Bioinformatics and Reference Databases

Bioinformatics is an interdisciplinary field of science that combines biology, computer science and statistics, in order to process large amounts of biological data, such as that produced by 16S rRNA gene amplicon sequencing. Bioinformatic tools like QIIME [195] and Mothur [97] are required to clean up and make inferences on microbial composition from data that is not human-readable post sequencing and prior to downstream analysis. Bioinformatic tools or pipelines need to be both precise and reliable in order to produce accurate biological conclusions using the vast amounts of genetic data that is being produced with sequencing. These tools convert raw data into interpretable taxonomic abundances by comparing sequencing reads in the form of OTUs, ASVs or an equivalent (sequence variants that represent a true sequence) [196] to a defined reference database, identifying the taxa present in samples by assigning the most likely taxonomic lineages. The accuracy of the taxonomy classifications produced is then reliant on both the diversity and breadth of annotated sequences in the reference databases [169], as well as the accuracy of the ever improving algorithms used by bioinformatic pipelines.

There is no agreement on optimal practices, although the bioinformatic pipelines are rapidly changing and improving, and many researchers are unaware of the biases associated with using different tools. Combinations of different software packages, databases and targeted regions can produce vastly different levels of accuracy when examining mock communities and running simulations [169]. When comparing several bioinformatic tools: QIIME, QIIME 2, Mothur and MAPseq [197], Almeida et al. found that QIIME 2 was the optimal tool in regards to detection sensitivity and composition prediction. QIIME 2 had the largest proportion of classified sequences at the most accurate relative abundances [169]. However, MAPseq was more precise, with fewer genera being miss-assigned. A more recent study which compared the most popular current bioinformatic pipelines for 16S rRNA gene amplicon sequencing, found that DADA2 was the best choice for studies requiring the highest possible biological resolution, but that USEARCH-UNOISE3 [198] had the best overall performance [199]. The common theme running through USEARCH-UNOISE3, DADA2 and QIIME 2 (uses DADA2/deblur plugins) is their denoising or clustering algorithm.
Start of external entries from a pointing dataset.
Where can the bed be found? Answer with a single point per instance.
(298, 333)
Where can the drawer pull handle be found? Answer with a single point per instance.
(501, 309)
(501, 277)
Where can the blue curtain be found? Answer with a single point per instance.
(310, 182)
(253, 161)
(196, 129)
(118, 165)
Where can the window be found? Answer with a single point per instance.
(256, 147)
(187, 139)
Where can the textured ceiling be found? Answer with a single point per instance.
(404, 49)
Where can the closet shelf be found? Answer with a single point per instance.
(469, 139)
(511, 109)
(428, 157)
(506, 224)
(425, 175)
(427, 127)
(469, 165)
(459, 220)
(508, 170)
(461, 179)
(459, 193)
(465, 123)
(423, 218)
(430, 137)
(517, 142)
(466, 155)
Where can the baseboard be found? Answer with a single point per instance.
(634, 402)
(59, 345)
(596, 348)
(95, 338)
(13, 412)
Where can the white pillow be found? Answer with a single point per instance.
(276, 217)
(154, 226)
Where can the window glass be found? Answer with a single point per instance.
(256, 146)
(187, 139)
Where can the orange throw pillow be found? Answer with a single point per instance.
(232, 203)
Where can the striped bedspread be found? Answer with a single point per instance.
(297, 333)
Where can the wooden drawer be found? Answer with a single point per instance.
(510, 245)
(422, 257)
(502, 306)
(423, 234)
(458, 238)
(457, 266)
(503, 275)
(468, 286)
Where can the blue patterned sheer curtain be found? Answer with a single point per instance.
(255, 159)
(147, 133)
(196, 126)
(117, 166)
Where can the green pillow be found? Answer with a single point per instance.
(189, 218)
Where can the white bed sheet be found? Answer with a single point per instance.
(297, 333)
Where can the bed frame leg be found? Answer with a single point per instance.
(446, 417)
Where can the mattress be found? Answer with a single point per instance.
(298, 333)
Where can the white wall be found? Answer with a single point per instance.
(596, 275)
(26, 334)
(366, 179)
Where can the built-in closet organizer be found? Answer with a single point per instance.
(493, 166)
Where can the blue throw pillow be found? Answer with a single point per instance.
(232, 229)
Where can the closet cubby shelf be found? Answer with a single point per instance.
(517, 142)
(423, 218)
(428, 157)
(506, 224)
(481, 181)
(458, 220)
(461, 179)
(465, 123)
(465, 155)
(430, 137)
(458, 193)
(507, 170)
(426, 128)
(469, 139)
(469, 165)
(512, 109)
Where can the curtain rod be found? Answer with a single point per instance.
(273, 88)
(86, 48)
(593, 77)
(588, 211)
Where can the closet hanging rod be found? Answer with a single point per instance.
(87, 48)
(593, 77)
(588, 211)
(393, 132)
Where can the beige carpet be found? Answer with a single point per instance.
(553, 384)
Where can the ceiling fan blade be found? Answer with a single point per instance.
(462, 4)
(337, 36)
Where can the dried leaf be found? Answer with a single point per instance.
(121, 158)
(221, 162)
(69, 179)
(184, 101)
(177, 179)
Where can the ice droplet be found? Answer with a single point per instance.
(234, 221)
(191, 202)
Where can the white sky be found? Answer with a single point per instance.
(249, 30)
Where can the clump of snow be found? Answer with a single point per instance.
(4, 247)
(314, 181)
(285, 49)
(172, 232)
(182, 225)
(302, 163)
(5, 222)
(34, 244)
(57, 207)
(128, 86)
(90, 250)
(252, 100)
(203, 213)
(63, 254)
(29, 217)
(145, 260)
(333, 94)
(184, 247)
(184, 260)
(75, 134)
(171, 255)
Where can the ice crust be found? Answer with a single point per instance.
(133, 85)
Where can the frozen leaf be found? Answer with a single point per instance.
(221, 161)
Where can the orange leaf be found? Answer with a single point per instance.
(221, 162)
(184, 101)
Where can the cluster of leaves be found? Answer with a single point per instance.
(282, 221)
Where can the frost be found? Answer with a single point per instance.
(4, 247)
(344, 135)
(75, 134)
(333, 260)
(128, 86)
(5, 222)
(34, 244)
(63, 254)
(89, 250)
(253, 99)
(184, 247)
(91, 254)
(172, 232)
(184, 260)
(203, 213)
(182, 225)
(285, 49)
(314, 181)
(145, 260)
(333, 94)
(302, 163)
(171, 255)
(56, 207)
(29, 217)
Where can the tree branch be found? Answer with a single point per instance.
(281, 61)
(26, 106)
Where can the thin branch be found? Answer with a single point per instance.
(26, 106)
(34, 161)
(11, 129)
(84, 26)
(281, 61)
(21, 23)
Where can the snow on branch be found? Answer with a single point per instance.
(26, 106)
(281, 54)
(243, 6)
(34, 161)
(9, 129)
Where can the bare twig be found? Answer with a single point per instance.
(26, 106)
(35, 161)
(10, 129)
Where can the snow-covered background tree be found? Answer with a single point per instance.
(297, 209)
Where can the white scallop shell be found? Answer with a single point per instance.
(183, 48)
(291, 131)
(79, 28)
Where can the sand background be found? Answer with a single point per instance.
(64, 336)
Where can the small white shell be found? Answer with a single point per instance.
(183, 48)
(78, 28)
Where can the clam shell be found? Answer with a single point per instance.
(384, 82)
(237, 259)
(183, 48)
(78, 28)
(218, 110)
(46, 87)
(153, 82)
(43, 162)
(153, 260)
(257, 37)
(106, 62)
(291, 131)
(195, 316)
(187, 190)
Denoising and clustering are methods for correcting sequencing errors through grouping of similar sequence variants into a bin. This was originally done through OTU clustering, in which sequences are clustered based on a 97% similarity threshold. However, there are several methods for implementing this threshold: closed-reference, open-reference and de novo clustering [200]. The de-novo method clusters reads against one another, based on the threshold, without a reference database, unlike the reference-based approaches. In contrast, the closed-reference method clusters reads against a database and excludes those sequences that do not align. Open-reference clustering also clusters against a database, but then clusters reads that do not align de novo. The most successful method is debatable [200, 201], but may be dependent on the study design. Nonetheless, the quest for more reliable data has seen a shift away from OTU-clustering towards error modelling, which takes into account both abundance and error.

Denoisers, as seen in DADA2 [202] and deblur [203], generate error models learnt from the reads and use these models for sequence variant assignment with either ASVs (DADA2) or subOTUs (deblur). The error modelling approach allows for clustering down to the level of single-nucleotide differences in the sequence region, improving resolution, and allows consistently reproducible labels with intrinsic biological meaning [196]. These improvements allow researchers to distinguish between true sequences and those generated during PCR amplification and sequences, and result in comparable general community structure across different tools. However, some variability still exists, with differences in the number sequence variant produced and resulting alpha diversity [204], despite these improvements. These differences should be considered when making cross-study comparisons and during study design.

The most common bioinformatic pipeline for studies exploring the preterm infant gut microbiome is QIIME. QIIME’s use of OTU clustering and its production of a large number of spurious OTUs and inflated alpha diversity [199] should be taken into account when considering older literature. However, QIIME was succeeded by QIIME2 in 2018 (first published in 2019) [96], which uses an updated error modelling approach, with either DADA2 or deblur plugins. Most studies on the preterm infant microbiome predate the release of QIIME2, and therefore will have used the older version. It is unclear if newer studies will make the transition, due to the limited number of papers released since the pipeline’s publication. However, in order to produce more robust data, research in this field needs to move towards these new and improved methods.

Along with choosing the best bioinformatics tool, the reference database used is also an important consideration. Pipelines can use a homology based or Bayesian approach to match sequence variants to sequences from the reference databases. This was originally achieved with a similarity threshold of >95% sequence match being considered to represent the same genus and >97% match for species level identification [205]. However, recent work suggests that these thresholds are too low for accurate assignment [206]. The reference databases contain FASTA files with reference sequences assigned to nodes of taxonomy. However, discrepancies exist in both nomenclature and lineages of taxonomy between databases [206, 207], which has obvious implications for the taxa identified in a sample. The Ribosomal Database Project (RDP) is the database used most often for studies on the preterm infant microbiome. SILVA may have better recall and be more precise than the more commonly used RDP (Fig. 2), when examining the human microbiome, based on a benchmarking paper by Almeida et al. [169]. However, more research on best practices, along with standardisation across databases is needed.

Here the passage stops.